I wrote some 6502 ASM tutorials a while back.
Feel free to check them out (5 pages total). You can test various things with this online 6502 emulator…
All the information here will transfer perfectly toward 65816 programming. Stay on this until you understand it, before moving on to any more.
Or, if you prefer video tutorials…
Opcodes References 6502
Quick Explanation of 65816 ASM
I will just cover some basics, and then mention the differences between 6502 and 65816.
You need to load data to a register to move it. Any of the registers can do this.
LDA $1000 ; load A from address $1000
STA $800 ; store/copy A to address $800
LDX $1000 ; load X from address $1000
STX $800 ; store/copy X to address $800
LDY $1000 ; load Y from address $1000
STY $800 ; store/copy Y to address $800
and, depending on register size this would move 1 byte or 2. If it moved 2 bytes, it would get the lower byte from $1000 and the upper byte from $1001.
Note, you can write comments in ASM with a ; semicolon. Everything after the semicolon is ignored by the assembler.
Depending on how the LDA is written in assembly, you can perform multiple kinds of operations.
(similar to the zero page from 6502)
LDA $12 – load A from the direct page address $12. If direct page register is $0000 this will load A from $000012 (direct page is always in the $00 bank).
LDA $1234 – loads A from the address $1234, in the bank defined by the Data Bank Register. If the Data Bank is $00… will load A from $001234.
LDA $123456 – loads A from address $3456 in the $12 bank.
LDA #$12 – loads A with the value $12. Always needs a preceeding #. Might be an 8 bit or a 16 bit value depending on the mode of A.
Direct Page Indexed
Indexed modes are for arrays of bytes, using index registers. Direct page is always in bank zero.
LDA $12, X – same as direct page, but the X register is added to the address number. If X is $10, this would load A from the address $22.
LDA $12, Y – same, but the Y register is added to the address number.
(X and Y are NOT restricted to 8 bit, and can extend $ffff bytes forward without wraparound, except that the final address bank will be $00 for direct page)

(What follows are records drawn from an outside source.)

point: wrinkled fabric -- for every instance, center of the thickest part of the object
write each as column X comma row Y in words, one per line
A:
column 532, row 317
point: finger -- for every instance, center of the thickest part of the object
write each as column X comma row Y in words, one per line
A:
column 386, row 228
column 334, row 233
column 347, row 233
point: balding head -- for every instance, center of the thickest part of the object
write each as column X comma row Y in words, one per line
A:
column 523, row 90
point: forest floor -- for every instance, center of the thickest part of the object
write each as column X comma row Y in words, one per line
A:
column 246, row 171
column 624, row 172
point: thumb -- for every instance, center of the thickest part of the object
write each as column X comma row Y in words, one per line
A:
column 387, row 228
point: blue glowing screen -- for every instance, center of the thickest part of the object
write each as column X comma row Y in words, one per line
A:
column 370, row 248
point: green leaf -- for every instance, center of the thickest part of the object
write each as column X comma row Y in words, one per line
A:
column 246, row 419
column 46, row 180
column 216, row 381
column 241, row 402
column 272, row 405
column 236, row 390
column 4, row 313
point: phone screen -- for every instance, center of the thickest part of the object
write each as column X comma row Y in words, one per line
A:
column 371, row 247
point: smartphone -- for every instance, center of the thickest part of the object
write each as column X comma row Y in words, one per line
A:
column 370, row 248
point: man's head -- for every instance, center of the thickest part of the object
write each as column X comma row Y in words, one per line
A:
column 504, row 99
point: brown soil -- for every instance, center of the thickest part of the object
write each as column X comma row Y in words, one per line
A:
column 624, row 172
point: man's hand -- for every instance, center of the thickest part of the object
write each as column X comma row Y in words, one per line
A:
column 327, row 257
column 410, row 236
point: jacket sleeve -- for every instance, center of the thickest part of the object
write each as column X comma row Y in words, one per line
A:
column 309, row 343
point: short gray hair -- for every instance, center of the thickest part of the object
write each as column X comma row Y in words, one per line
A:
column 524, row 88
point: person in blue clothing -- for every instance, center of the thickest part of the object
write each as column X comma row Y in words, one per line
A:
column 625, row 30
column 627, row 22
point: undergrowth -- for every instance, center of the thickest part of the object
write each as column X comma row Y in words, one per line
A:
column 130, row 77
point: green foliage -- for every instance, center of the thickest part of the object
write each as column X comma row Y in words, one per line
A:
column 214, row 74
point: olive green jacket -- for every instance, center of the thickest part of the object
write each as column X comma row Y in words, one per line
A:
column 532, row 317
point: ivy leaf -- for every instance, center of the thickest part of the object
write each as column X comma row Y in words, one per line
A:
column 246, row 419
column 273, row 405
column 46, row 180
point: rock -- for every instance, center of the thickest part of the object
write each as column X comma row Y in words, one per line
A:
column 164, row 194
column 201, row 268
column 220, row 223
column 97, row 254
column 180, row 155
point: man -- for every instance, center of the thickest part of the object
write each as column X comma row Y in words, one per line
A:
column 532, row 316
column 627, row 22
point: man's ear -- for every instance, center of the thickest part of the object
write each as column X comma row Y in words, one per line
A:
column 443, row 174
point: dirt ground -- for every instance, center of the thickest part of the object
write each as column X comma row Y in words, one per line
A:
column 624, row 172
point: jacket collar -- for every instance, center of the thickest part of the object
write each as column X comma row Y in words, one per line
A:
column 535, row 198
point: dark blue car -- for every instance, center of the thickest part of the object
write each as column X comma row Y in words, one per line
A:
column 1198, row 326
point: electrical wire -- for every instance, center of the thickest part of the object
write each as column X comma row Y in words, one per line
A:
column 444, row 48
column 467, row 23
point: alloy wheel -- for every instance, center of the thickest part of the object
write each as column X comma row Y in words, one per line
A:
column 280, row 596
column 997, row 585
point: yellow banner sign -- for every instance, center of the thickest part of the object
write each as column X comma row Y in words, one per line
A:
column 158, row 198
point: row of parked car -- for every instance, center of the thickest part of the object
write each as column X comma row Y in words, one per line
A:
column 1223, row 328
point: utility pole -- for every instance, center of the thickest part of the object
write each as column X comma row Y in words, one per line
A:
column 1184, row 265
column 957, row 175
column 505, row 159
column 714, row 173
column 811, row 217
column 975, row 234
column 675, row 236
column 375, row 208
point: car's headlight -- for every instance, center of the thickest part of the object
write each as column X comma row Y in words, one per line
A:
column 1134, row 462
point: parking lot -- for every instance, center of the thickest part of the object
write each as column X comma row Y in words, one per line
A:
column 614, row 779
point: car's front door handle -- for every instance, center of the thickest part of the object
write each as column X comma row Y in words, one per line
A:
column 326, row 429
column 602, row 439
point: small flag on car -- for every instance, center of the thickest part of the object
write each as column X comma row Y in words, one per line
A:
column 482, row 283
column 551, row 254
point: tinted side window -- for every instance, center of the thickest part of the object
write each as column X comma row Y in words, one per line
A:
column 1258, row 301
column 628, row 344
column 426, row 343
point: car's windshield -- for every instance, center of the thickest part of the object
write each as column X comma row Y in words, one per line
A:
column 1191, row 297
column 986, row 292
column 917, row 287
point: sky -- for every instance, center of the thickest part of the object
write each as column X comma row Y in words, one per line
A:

LDA $1234, X – same as absolute, but the X register is added to the address number.
LDA $1234, Y – same as absolute, but the Y register is added to the address number.
(X and Y don’t wrap, and if address + X > $ffff it will temporarily increase the data bank byte to extend into the next bank. This is true of every indexed mode except for the direct page indexed.)
Absolute Indexed Long
LDA $123456, X – same as absolute long, but the X register is added to the address number. (only X can do this mode)
This is how pointers work on the 6502 (65816) CPU. The pointer is loaded to 2 consecutive direct page addresses.
LDA ($12) – $12 is an address in the Direct Page. It takes a byte from $12 (lower byte) and $13 (upper byte) to construct an address, then the bank byte from data bank register, and then loads from that address. If $12 = $00 and $13 = $80, then this would load A with the value at address $018000 (if the data bank is $01).
Like Indirect, but 3 consecutive bytes are stored in the Direct Page to construct a long address. Low byte, High byte, then Bank byte.
LDA [$12] – If $12 = $00 and $13 = $80 and $14 = $02, loads A from the value at address $028000.
LDA ($12), Y – same as Indirect, but the indirect address is added to the Y register to get a final address to load to A from.
Indirect Long, Y
LDA [$12], Y – same as Indirect Long, but the indirect long address is added to the Y register to get a final address to load to A from.
This is for an array of pointers. Each pointer (2 bytes each) is in the Direct Page, and you will need to increase X by 2 to switch between them.
LDA ($12, X) – Let’s say X is 2, so we don’t want to look at $12 and $13, but rather $14 and $15. $14 = 00, $15 is $80, and the data bank is $01. This will load A with the value at address $018000.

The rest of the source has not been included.